纵欲过度的景宴终于迎来了上天对他的惩罚。
林珂在看到林沂脖子上高领毛衣都罩不住的斑斑点点时差点没气背过去。好在林母及时替景宴说了好话:“宝宝体质特殊容易发病,小宴也是为了宝宝好,你就不能放开一点让孩子们自己过自己的吗?”
“可、可是……”林珂气得话都说不出了,“这这这……那这也太过了!成何体统啊!”
“成不成体统也生米熟成熟饭了!”林母在林父的心上再插了一把刀。
林珂捂着胸口,不可置信的看着林沂说:“你妈妈……说的……是什么意思?”
林沂可怜兮兮的站在一边,他猛的摇头,说:“不知道。”
他想好在没让父亲知道自己已经被景宴彻底标记了,他有些后怕的躲在景宴身后,有那么一刻他觉得自己的爸爸疯了。
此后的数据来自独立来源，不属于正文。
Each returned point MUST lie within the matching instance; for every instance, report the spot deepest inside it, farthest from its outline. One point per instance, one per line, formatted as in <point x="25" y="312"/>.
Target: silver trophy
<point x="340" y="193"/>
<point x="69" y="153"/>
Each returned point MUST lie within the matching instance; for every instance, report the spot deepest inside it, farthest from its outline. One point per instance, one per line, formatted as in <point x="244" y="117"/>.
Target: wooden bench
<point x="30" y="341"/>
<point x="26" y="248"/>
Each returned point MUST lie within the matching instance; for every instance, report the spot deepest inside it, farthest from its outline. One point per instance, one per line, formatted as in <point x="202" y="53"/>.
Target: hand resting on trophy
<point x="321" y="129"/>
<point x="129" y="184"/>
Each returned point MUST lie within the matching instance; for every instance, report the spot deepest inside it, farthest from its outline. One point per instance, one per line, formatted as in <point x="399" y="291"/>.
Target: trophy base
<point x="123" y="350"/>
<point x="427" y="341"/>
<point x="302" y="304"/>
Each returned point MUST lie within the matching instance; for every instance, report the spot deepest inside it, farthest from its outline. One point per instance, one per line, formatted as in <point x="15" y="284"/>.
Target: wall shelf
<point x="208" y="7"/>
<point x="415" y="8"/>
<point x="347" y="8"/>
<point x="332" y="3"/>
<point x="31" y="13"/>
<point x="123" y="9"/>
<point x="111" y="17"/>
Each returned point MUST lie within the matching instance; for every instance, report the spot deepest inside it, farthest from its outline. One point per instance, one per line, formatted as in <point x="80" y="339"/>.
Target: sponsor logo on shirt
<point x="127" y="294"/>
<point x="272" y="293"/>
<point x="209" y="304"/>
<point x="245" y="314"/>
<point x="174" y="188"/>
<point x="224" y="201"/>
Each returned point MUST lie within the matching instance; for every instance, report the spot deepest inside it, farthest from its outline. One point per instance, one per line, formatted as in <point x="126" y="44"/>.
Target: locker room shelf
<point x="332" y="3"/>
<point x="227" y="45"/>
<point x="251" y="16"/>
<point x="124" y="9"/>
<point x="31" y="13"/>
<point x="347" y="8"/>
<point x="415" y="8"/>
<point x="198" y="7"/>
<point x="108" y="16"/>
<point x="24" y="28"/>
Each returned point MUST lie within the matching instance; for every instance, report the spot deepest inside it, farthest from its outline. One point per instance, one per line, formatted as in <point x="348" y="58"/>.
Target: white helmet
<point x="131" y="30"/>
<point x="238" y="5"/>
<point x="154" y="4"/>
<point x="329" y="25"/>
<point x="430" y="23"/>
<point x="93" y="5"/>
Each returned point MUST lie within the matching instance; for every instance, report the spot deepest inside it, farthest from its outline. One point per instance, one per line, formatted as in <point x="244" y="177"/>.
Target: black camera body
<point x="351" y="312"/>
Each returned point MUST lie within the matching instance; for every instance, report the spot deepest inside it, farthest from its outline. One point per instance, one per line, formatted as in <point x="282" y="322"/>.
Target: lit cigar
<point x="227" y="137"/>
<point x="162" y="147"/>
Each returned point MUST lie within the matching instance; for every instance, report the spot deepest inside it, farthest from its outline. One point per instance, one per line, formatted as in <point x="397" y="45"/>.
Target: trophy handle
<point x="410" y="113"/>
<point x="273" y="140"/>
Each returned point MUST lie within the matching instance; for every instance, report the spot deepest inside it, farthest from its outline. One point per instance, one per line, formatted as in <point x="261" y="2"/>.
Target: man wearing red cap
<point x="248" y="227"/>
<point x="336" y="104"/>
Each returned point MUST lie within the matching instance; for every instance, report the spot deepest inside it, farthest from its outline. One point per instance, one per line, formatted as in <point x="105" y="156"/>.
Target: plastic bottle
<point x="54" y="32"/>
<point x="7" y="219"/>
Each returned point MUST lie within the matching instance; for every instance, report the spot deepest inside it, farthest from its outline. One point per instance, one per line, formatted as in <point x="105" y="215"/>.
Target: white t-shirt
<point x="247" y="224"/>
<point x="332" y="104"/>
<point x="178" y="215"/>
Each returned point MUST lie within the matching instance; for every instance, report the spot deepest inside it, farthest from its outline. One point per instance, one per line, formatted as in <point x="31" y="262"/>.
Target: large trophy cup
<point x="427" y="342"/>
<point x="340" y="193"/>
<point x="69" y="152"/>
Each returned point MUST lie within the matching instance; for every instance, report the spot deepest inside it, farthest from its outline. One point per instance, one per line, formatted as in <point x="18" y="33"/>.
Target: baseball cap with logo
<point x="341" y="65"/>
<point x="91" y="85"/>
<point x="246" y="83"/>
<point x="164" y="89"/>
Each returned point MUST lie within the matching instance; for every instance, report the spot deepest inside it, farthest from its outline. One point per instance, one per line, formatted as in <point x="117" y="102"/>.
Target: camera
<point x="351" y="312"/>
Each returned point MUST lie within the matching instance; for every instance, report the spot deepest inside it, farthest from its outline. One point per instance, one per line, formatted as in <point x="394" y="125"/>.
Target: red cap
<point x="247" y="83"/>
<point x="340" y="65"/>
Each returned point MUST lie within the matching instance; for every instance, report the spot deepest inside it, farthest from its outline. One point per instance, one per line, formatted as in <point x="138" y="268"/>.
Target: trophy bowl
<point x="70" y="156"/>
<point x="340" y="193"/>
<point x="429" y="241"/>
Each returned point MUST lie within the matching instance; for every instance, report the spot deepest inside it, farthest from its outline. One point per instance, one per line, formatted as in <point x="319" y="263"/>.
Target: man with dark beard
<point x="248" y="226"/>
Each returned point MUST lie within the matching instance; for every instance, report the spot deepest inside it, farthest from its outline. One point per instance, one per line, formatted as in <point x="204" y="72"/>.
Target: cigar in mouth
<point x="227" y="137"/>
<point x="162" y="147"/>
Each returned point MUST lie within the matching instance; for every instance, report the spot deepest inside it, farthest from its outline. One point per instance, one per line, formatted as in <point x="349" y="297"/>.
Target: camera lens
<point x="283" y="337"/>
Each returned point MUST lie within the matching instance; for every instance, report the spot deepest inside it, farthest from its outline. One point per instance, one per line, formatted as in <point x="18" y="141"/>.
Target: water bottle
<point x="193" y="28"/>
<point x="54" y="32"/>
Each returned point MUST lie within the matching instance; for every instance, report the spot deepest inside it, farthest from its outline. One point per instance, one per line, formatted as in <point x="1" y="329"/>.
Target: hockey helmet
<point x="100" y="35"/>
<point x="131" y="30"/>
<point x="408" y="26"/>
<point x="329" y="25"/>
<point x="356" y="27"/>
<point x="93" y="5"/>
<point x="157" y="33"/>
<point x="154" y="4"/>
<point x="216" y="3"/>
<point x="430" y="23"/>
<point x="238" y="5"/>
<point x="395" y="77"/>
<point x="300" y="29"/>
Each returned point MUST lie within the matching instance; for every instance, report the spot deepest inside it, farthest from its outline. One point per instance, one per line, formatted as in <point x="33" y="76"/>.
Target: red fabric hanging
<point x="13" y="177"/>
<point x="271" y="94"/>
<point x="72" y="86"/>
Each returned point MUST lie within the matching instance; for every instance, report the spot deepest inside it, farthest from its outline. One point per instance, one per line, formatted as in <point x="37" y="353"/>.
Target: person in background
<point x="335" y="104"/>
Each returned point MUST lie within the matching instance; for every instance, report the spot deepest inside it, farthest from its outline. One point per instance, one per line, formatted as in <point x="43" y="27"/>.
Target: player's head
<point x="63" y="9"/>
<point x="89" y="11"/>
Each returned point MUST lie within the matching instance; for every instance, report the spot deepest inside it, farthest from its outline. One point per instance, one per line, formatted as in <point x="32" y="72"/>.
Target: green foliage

林母意识到自己说漏了嘴,忙改口,“人小两口都是要结婚的你管那么多干嘛?”
“他是我儿子我能不管吗?”林父大声说道。
林母突然红了眼眶,不可置信的说:“你吼我?你居然吼我?”
“不是……”林父有些慌,“我没吼你,我不是故意的。”
“你吼我!这么多年你都没吼过我,今天你吼我了!呜呜呜呜……”林母开始流眼泪,林父彻底慌了,连教训景宴的事情都忘了,“沛沛你别哭,我不是故意的,我就是……就是太……”
“呜呜呜呜……你就是太古板了……呜呜呜……而且你还吼我……”林母一边哭,一边用眼神示意景宴赶紧带小沂离开。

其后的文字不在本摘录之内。